Grande lectrice issue d’une famille d’écrivains et de peintres, Polina a écrit pour être «digne de ses ancêtres», mais aussi pour décrire des «histoires horribles» dont elle a été témoin. «C’était une époque terrible car l’armée fédérale considérait les habitants de Tchétchénie comme des ennemis alors que c’est la même patrie. Il y avait aussi des criminels tchétchènes qui égorgeaient des familles entières sous prétexte de se venger des Russes. Je me disais: ‘’je dois décrire tout ça. Même si je meurs, quelqu’un va trouver ce journal, et ces histoires, qui se passent autour de moi, méritent d’être lues.’’»

En trois ans, Polina a rempli 80 cahiers. Le récit s’arrête en 2002, quand elle a fui Grozny avec sa mère pour gagner Stavropol, une ville russe du Caucase du Nord. La jeune fille a écrit une lettre à Alexandre Soljenitsyne. Le célèbre écrivain et dissident russe est devenu un précieux soutien. Grâce à lui, Polina a pu s’installer à Moscou et faire éditer son journal, que toutes les grandes maisons d’édition avaient refusé, effrayées à l’idée de publier un livre critiquant la politique russe. Seul un petit éditeur a accepté. Le livre, sorti en 2011 en Russie, a suscité un vif débat dans le pays sur les responsabilités des deux camps pendant la guerre. Polina a reçu des menaces de mort et s’est fait agresser plusieurs fois. Après la dernière, violente, la jeune femme a décidé de quitter le pays. Elle vit aujourd’hui en Finlande avec son mari, un Kirghize rencontré à Moscou, et vient d’obtenir l’asile politique.

Elle a porté plainte pour «crimes de guerre»

Les années de guerre en Tchétchénie lui ont laissé de lourdes séquelles. Sa blessure à la jambe la fait toujours souffrir. La malnutrition lui a fait perdre presque toutes ses dents. A 28 ans, elle risque aussi de ne jamais pouvoir faire d’enfant. Elle a déposé plainte pour «crimes de guerre» contre le ministère russe de la Défense afin d'obtenir un dédommagement. La Russie fait traîner autant qu’elle peut, de crainte que la Cour européenne des droits de l’Homme, à laquelle Polina veut s’adresser en dernier recours, ne lui donne tort.

La jeune femme exclut de revenir en Russie.

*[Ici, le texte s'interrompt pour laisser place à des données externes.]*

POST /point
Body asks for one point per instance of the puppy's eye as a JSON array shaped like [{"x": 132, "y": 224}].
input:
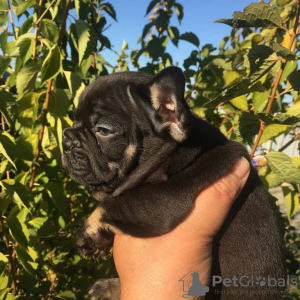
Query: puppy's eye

En Finlande, elle savoure «le calme et le silence» qui dominent des «étendues sans fin», et s’émerveille devant la façon dont les gens prennent soin des animaux. «C’est exactement l’inverse qu’en Tchétchénie». Devenue blonde – «un geste symbolique qui signifie que la période noire de ma vie est finie» - elle n’a gardé de la Tchétchénie que son foulard, «en hommage à [ses] origines». Elle rêve désormais d’écrire en finnois et de réaliser des films. Elle espère surtout pouvoir se débarrasser un jour de sa nationalité russe, et «devenir une Finlandaise comme les autres».